The plethora of legislation and social policy since the early 1990s is widely understood as successive attempts to ‘stem the flow’ of refugees. They include:

  • the development of ever tighter controls on ways of entering the country;

  • the creation of disincentives for people to come to the UK, through restricting their access to welfare;

  • increasingly, in the early twenty-first century, detention and ‘criminalization’ of those seeking asylum or refugee status who are in the UK;

  • deportation of those seeking asylum whose claims are ‘unsuccessful’.

Despite these dominant views in the 1930s and today, a series of tensions and contradictions within government policies can be identified. A continuity of approach can be seen as successive UK governments, both pre- and post-1951 and continuing into the twenty-first century, have wished to be seen to be carrying out their international obligations to refugees, and to maintain the picture of the UK as a ‘safe haven’, which welcomes refugees and recognises their contribution to economic, social and cultural life. The 1951 UN Convention provided a clearer definition of who counts as a refugee. A significant change in the approach took place from the 1990s with a splitting of the category ‘refugee’ into two distinct groups – ‘asylum seekers’ and ‘refugees’ – as a result of the belief that the majority of people seeking asylum were not ‘genuine refugees’ in the terms of the 1951 Convention. Since the early 1990s, therefore, everyone seeking asylum on the basis of their claim to be a refugee, is called an ‘asylum seeker’ within law and social policy. ‘Refugees’ are those whose claims have been recognised; they are entitled to the same social and economic rights as UK citizens. Although not legally citizens, they have full access to medical treatment, education, housing and employment. We can see how the state organises a connection between personal lives and social policy through identification of the categories that link people to welfare, in this instance through the different statuses accorded people within the procedures of the asylum process.
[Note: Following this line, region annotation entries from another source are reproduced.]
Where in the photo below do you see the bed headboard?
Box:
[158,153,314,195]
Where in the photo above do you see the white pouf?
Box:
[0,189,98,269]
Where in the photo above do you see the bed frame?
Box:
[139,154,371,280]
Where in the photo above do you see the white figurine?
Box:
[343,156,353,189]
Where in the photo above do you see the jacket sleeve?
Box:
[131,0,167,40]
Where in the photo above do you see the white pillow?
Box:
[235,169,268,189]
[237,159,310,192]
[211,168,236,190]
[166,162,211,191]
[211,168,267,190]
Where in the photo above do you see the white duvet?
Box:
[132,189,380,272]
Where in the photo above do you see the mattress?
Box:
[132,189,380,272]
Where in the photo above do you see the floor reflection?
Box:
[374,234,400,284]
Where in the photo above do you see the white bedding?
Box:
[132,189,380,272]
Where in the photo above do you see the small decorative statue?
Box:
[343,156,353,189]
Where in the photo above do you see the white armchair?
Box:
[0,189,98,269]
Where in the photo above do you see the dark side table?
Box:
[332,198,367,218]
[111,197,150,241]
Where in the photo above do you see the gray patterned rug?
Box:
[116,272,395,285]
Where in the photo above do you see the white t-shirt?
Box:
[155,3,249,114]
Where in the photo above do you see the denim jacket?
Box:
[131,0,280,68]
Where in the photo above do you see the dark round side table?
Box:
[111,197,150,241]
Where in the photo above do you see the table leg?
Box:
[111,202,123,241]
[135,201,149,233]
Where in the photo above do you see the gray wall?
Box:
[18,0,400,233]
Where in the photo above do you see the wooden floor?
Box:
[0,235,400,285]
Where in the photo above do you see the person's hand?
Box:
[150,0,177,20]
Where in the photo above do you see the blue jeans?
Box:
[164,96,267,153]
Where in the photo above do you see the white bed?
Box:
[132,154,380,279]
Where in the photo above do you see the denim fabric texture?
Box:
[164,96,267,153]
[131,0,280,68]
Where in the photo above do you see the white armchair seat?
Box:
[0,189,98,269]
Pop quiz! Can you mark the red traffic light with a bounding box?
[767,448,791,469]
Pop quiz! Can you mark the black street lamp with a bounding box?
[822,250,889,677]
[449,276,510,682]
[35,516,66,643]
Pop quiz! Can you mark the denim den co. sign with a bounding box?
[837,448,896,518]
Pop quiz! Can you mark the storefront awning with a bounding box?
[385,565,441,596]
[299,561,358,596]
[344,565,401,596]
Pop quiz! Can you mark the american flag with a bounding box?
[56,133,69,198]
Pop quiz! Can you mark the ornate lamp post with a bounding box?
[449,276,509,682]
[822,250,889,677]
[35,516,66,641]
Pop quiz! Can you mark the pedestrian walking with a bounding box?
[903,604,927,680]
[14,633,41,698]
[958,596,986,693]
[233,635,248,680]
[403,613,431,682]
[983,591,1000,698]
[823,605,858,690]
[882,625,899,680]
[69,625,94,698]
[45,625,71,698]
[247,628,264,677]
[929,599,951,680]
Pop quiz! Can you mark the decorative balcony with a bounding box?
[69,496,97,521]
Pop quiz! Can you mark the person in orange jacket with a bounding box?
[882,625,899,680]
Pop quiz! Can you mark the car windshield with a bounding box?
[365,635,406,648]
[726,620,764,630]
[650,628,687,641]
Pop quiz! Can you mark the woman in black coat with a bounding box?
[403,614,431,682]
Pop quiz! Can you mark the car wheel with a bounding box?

In developing tight controls and regulations, governments have claimed to recognise the fears of many of their citizens about spiralling costs of welfare services and benefits, and the threat to the ‘British way of life’ that asylum seekers are assumed to pose. Indeed, being able to welcome ‘genuine refugees’ is said to be dependent upon controlling and penalising the majority of asylum seekers who are in fact ‘bogus’. In this way, a long-standing tenet of UK policy – that ‘good race relations’ depend upon strong and fair immigration controls – is reinforced (Lewis, 1998).

Counter voices have also helped to shape social policy and personal lives. These have included asylum seekers and refugees themselves, historians of the 1930s and a range of UK community and voluntary organisations. These latter organisations have often been called upon to provide material and psychological support to asylum seekers and refugees. They have been in the forefront of campaigns first to challenge the regulations and legislation, and their administration, and second to ‘nail the myths’ about refugees and asylum seekers presented in much of the media.